As conversas no WhatsApp demonstram que o auditor interferiu no andamento de fiscalizações, levantou informações de processos conduzidos por colegas, vazou dados sigilosos de inspeções e alertou empresários sobre irregularidades.
Os irmãos Bruno D'Amico e Fernando D'Amico, empresários do setor de postos de combustíveis, seriam "clientes" do fiscal. Eles foram presos no mês passado por suspeita de vender gasolina adulterada (leia mais abaixo).
O contador Gilberto Lauriano Júnior era o interlocutor entre os empresários e o fiscal, segundo a investigação.
As conversas entre Gilberto Lauriano e Catunda demonstram que o contador usou o auditor como um informante na Secretaria da Fazenda.
"Ricardo parece atuar como uma espécie de consultor para Gilberto, repassando informações de interesse dele", diz a Polícia Federal no relatório de análise das conversas recuperadas no celular do fiscal de Rendas.
"Verifica-se que Ricardo age conversando com outros servidores sobre os processos de interesse de Gilberto e repassa informações sobre quais serão os próximos passos e documentos necessários."
Segundo os investigadores, o auditor também usou o cargo para influenciar processos a pedido do contador, dando prioridade ao andamento de licenças e homologações, por exemplo.
"Nota-se que a todo tempo Ricardo aparece repassando informações e auxiliando diretamente Gilberto com suas questões de interesse, inclusive indicando as ações a serem ou não realizadas", diz a Polícia Federal.
Em uma conversa de dezembro de 2022, Lauriano pede ao fiscal para "ver com quem está" e "se dá pra puxar" um processo para uma loja de conveniência virar posto de combustíveis. "É da sua região aí."
Em outro diálogo, de agosto de 2022, o contador informa que vai alterar um CNPJ e questiona se Catunda sabe para quem o processo seria distribuído.
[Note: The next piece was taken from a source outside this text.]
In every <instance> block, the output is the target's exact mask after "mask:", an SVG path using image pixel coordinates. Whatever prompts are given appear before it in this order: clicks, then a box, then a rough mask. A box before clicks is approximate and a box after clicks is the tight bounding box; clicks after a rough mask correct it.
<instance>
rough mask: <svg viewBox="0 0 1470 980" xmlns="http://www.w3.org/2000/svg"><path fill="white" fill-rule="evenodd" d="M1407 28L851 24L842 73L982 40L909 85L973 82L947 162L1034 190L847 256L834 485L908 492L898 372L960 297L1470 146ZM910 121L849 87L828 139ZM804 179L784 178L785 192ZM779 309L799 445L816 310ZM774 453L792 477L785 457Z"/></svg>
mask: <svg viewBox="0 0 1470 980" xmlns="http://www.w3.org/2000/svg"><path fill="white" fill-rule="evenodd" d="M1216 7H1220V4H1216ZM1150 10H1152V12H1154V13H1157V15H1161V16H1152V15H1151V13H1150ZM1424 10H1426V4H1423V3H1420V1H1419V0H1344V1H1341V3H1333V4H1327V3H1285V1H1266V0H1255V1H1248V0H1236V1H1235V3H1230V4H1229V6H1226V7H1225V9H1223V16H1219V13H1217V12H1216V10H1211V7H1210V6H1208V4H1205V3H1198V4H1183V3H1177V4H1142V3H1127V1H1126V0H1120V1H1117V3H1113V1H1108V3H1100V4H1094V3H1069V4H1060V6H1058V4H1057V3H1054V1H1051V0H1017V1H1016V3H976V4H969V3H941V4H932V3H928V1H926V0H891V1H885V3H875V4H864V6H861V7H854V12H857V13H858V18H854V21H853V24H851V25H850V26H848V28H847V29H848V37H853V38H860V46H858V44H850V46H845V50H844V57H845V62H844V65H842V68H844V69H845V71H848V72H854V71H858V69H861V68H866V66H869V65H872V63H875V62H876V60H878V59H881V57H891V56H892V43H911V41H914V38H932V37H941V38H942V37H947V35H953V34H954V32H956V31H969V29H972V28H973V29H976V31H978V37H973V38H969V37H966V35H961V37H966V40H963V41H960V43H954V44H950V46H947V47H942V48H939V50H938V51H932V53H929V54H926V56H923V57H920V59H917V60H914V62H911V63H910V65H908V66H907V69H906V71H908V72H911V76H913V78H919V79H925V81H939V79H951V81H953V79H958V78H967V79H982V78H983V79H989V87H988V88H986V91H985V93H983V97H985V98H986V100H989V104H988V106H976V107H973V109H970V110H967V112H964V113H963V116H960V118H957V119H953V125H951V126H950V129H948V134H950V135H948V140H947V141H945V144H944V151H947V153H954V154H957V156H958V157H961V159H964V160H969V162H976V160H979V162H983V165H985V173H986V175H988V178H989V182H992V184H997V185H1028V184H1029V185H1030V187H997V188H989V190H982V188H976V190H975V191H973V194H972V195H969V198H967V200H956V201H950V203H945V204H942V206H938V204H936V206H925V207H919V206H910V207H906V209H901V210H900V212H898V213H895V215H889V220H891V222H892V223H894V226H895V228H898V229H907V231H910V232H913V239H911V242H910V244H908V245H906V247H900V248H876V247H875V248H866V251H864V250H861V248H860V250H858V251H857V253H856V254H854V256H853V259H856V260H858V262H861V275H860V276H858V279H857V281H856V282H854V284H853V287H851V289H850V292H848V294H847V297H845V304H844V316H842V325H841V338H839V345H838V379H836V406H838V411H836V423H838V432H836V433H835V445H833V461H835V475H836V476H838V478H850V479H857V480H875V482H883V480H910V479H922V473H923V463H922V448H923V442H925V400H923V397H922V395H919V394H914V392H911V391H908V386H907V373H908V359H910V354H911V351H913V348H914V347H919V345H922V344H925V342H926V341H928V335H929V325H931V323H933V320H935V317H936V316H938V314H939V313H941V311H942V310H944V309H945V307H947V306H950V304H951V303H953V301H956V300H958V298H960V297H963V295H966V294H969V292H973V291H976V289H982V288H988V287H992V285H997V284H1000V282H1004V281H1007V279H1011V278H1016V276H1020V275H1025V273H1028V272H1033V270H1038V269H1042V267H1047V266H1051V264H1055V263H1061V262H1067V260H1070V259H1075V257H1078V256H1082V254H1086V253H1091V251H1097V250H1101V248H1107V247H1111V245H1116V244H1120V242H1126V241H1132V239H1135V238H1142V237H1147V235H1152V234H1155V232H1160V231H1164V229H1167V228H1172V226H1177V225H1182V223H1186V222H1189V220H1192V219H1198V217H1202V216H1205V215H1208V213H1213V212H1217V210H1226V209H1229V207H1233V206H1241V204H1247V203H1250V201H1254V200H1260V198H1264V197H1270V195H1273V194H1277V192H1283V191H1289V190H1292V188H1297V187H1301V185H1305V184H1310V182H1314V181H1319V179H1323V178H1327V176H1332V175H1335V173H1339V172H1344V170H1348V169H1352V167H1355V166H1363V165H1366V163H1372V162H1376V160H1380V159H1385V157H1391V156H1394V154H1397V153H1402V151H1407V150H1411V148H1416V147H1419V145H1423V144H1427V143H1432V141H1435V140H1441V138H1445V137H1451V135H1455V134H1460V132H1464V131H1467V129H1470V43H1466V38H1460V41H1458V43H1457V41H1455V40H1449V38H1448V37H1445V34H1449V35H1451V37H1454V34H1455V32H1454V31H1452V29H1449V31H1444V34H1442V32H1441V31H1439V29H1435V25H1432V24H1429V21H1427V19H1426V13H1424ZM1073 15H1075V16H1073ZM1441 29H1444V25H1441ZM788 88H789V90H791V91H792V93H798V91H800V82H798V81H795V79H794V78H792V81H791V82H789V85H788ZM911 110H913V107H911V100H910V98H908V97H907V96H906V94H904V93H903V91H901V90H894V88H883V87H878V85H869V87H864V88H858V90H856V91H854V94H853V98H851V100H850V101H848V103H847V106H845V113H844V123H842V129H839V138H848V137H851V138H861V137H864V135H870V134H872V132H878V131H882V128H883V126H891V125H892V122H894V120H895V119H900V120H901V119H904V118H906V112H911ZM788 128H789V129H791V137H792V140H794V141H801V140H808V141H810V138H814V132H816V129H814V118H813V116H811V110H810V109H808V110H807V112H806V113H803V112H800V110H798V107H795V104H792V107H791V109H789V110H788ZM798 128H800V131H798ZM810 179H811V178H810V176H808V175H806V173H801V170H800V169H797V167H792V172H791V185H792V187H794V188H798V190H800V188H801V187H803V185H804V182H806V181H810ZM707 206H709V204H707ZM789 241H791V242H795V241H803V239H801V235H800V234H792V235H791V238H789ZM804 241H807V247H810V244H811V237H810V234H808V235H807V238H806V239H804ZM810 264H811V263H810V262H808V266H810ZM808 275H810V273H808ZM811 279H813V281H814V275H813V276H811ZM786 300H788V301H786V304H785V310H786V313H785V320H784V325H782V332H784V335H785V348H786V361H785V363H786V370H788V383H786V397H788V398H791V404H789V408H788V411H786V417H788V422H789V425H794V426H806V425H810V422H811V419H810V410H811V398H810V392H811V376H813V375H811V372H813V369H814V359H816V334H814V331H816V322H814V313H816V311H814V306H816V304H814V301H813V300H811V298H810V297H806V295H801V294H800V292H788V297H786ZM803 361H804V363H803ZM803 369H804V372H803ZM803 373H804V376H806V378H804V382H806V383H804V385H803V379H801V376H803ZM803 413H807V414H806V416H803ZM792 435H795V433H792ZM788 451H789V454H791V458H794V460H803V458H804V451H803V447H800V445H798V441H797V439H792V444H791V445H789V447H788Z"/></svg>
O fiscal responde que vai tentar "pilotar". "Eu te passo aí você segura", responde Lauriano.
O padrão se repete em outros diálogos. Em outubro de 2022, o contador encaminha o número de um processo sobre um inventário na Lapa e pergunta se o auditor tem "alguma corrida lá" e se "consegue ver alguma coisa" para ajudar.
Em outro processo, sobre a substituição de um posto de gasolina, o contador escreve: "Catunda pilotando. Já em andamento."
As conversas indicam ainda que os dois mantinham encontros frequentes para "cafés", "almoços" e "confraternizações". Essas seriam senhas para entregar propinas, segundo a Polícia Federal.
Catunda teria recebido o contador até mesmo no prédio onde trabalhava, no Butantã, em setembro de 2022.
Em julho de 2024, Catunda foi afastado das funções por ordem judicial. Quando as suspeitas vieram a público, a Corregedoria da Secretaria da Fazenda abriu um procedimento administrativo disciplinar para investigá-lo.
'Mensalinho'
Os irmãos Bruno D'Amico e Fernando D'Amico, empresários do setor de postos de combustíveis, foram presos preventivamente na investigação da Operação Barão de Itararé.
As prisões foram decretadas pela 2.ª Vara de Crimes Tributários, Organização Criminosa e Lavagem de Bens e Valores do Tribunal de Justiça de São Paulo para "garantia da ordem pública e econômica".
Segundo a PF, os empresários comercializavam combustíveis adulterados e pagavam propinas mensais de R$ 5 mil ao auditor fiscal da Secretaria da Fazenda do Estado de São Paulo Ricardo Catunda do Nascimento Guedes para serem blindados em fiscalizações e processos administrativos. Os pagamentos teriam ocorrido pelo menos desde fevereiro de 2023 a abril de 2024.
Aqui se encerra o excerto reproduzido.